When it comes to affairs of the heart, age may play a small part, but one of the realities of a May-September relationship is financial planning.
If you're in a wide age-gap marriage, it's probable that you have children from a previous relationship. You want to provide for their futures while at the same time ensure the financial security of your new, younger spouse. A few personal aspects must be taken into consideration - namely life expectancy, health, children and retirement plans.
In a nutshell, your younger spouse's life expectancy is likely twice as long as yours; it's probable that your health will decline first; chances are you want to leave some of your estate to your children; and you need to consider the financial ramifications of your younger partner retiring when you do. Remember, if your 40-something spouse retires 20 years early, the impact will be felt on your household income, future Social Security benefits and retirement plan contributions.

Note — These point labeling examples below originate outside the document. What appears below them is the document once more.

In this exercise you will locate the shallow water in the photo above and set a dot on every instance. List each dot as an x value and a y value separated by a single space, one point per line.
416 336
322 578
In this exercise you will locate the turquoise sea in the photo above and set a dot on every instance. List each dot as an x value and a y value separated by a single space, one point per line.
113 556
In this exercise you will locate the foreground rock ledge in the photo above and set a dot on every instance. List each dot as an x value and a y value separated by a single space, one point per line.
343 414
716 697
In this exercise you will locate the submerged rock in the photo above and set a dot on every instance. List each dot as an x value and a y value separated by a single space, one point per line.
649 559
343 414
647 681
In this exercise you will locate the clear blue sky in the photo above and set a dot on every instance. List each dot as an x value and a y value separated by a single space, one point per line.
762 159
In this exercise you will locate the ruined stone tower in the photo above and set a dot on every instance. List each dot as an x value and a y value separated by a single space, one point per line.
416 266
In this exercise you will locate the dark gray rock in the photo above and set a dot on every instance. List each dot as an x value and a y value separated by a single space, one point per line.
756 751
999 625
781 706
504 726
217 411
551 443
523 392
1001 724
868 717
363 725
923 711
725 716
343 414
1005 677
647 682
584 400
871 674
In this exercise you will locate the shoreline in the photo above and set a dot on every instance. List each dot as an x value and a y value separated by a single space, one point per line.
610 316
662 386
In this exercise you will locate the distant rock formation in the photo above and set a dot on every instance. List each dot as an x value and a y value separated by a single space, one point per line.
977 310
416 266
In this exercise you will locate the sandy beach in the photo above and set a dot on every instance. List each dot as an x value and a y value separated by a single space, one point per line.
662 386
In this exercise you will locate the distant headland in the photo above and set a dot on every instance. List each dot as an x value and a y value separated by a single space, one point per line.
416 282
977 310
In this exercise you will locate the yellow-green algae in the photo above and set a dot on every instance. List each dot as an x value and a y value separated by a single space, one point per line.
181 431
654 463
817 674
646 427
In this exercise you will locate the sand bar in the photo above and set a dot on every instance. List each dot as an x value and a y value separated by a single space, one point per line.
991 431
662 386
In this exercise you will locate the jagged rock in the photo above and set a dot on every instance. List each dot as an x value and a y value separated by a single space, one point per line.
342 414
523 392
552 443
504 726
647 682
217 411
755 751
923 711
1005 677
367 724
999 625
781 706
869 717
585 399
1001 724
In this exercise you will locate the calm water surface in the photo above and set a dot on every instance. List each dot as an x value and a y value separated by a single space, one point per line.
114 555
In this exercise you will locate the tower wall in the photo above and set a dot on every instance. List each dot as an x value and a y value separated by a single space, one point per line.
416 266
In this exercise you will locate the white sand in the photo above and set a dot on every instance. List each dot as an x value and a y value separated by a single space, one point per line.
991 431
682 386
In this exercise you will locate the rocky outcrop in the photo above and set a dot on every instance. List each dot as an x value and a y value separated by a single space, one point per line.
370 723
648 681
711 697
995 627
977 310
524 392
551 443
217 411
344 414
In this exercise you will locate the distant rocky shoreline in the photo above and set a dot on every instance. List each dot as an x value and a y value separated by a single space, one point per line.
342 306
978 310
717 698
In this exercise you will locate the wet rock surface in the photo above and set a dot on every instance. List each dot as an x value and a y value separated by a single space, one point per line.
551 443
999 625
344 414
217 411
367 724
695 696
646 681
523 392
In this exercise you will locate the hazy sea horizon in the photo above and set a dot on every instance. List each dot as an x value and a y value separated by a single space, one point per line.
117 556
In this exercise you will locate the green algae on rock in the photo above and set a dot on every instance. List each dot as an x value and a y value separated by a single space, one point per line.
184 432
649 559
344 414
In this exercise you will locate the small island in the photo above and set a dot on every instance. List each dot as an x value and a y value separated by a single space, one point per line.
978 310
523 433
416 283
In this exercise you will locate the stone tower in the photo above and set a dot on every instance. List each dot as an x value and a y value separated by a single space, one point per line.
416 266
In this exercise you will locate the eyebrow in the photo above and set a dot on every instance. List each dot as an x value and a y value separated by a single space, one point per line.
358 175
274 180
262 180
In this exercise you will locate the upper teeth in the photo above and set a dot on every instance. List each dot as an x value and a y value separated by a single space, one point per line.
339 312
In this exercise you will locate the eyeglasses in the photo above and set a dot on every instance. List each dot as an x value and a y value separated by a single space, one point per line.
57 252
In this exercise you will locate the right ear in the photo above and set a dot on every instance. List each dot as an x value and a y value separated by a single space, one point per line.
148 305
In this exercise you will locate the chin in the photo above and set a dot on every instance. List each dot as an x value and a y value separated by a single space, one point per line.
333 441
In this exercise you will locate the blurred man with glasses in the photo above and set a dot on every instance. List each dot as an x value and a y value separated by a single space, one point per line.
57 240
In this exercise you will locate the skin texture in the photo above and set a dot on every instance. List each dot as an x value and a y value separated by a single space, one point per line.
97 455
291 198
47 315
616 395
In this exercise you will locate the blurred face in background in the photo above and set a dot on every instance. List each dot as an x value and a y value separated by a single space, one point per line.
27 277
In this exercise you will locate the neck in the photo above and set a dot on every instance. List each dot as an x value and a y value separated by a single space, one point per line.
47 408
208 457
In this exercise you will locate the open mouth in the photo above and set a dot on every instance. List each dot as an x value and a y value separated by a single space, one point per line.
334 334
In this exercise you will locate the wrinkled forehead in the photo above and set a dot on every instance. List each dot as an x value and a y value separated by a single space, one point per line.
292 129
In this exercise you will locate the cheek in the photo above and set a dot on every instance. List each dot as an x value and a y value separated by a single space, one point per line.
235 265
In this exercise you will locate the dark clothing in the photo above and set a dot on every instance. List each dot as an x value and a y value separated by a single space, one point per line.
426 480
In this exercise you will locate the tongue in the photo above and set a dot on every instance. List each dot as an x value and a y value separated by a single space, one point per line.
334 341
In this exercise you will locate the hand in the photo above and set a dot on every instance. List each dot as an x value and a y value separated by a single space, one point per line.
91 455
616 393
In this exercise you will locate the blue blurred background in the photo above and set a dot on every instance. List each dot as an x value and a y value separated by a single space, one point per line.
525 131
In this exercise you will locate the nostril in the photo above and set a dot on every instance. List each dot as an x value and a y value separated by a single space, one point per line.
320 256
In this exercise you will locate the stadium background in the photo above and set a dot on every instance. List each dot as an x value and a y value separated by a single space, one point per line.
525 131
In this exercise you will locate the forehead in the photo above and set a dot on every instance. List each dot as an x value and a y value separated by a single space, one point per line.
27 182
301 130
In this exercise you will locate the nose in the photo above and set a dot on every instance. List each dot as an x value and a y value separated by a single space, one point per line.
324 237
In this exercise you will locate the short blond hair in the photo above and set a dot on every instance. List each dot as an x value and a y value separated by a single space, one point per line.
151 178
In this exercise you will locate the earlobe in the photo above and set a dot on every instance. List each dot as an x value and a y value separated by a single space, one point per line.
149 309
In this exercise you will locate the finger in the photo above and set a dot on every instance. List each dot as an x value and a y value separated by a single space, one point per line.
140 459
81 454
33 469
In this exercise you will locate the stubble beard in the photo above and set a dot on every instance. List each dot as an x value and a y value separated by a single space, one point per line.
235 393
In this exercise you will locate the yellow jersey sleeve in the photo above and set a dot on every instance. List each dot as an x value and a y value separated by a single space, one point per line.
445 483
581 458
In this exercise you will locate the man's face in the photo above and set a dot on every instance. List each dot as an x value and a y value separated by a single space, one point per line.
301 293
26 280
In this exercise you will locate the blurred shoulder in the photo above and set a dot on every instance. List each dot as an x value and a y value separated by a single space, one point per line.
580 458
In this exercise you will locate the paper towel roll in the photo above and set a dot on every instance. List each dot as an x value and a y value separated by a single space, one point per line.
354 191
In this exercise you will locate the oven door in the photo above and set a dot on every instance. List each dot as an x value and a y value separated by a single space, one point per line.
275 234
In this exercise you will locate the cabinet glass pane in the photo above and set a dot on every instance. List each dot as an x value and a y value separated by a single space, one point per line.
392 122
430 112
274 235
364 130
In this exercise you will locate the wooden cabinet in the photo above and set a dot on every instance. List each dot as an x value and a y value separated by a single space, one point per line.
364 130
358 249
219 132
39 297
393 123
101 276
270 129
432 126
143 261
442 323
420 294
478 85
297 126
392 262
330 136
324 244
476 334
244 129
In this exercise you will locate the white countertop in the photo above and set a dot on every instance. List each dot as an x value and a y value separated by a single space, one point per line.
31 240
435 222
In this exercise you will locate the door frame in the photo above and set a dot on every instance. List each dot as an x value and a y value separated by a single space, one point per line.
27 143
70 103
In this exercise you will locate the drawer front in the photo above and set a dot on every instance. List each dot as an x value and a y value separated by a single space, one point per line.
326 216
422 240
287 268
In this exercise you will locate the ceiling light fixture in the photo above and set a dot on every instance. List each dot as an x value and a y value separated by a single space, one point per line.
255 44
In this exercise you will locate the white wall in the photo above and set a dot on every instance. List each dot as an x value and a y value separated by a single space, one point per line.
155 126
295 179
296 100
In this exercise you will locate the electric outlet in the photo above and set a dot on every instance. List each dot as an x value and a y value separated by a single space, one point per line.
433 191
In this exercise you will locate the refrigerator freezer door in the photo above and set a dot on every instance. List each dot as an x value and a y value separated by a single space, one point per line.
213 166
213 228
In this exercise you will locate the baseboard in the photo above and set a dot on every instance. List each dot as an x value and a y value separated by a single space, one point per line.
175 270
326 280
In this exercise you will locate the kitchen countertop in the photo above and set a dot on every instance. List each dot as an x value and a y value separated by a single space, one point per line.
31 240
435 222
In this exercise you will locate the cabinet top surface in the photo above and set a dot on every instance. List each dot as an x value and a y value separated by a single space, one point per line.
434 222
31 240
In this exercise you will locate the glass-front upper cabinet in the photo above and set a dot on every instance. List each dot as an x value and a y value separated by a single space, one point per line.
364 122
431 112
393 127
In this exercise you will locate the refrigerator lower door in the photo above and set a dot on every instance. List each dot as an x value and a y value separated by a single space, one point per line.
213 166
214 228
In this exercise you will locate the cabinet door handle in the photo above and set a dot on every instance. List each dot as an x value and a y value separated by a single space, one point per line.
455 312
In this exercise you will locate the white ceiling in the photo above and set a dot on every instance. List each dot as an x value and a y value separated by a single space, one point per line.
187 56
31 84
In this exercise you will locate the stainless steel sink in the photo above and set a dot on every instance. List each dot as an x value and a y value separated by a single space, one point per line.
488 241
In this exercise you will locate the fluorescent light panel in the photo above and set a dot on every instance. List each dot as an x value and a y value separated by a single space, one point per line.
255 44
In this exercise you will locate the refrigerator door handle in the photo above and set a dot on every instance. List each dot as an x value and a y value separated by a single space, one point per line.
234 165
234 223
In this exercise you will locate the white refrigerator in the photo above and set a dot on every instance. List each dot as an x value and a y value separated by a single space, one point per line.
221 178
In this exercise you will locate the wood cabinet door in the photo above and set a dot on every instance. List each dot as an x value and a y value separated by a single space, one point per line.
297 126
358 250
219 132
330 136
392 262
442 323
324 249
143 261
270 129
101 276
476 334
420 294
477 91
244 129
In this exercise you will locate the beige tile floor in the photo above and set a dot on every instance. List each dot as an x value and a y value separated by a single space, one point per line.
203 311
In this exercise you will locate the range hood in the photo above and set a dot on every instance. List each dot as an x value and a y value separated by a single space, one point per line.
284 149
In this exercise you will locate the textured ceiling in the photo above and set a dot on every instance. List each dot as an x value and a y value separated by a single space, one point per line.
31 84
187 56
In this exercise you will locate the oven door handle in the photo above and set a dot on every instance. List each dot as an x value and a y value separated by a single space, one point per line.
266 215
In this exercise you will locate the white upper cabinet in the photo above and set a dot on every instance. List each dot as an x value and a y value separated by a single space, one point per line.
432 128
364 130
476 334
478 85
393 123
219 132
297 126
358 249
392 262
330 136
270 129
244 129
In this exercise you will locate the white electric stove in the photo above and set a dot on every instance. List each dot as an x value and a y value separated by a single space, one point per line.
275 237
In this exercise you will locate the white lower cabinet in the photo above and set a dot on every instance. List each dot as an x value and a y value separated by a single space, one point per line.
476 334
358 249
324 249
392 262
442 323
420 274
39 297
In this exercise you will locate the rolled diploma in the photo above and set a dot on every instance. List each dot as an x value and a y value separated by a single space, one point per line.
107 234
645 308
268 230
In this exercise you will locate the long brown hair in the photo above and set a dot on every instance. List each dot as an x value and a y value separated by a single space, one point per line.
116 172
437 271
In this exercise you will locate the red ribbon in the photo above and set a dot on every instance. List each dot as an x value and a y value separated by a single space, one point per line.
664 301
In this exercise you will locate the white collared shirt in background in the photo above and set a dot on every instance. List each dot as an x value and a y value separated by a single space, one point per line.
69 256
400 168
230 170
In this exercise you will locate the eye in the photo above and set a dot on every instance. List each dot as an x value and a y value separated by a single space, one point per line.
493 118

Those are the basic issues. Here are a few options to assist with the financial security of your younger spouse, children from a previous marriage and perhaps offspring from this current union.
Tax-deferred accounts, like a Roth IRA or Rollover IRA, make good sense for your spouse's financial future. A Roth IRA allows you to contribute at any age while you're earning income and lets the money grow until you take a distribution. A Rollover IRA is a regular IRA comprised of rolled-over retirement assets. Minimum distributions begin at age 70½, but if your spouse is significantly younger than you, the withdrawal period can be stretched over many years.
Having adequate life insurance coverage will not only assist a younger spouse in the event of a partner's death, it can also help provide for children. Don't take this suggestion lightly. Obtain a policy early in the relationship before either of you becomes uninsurable.
Look into long-term care insurance. The annual cost may be several thousand dollars, but that sure beats what you will face if stricken with an extended infirmity.
If you are not married, think seriously about a prenuptial agreement.
Also, make sure that you have a current estate plan that includes a trust or two. Assets held in trust can not be challenged by the courts and you can select an independent trustee to take the heat off of your spouse or children, depending on who may feel slighted.
Before deciding which measures best fit your needs have a heart-to-heart talk about your financial situation and investment objectives. Love may know no bounds, but funds are not without their limits.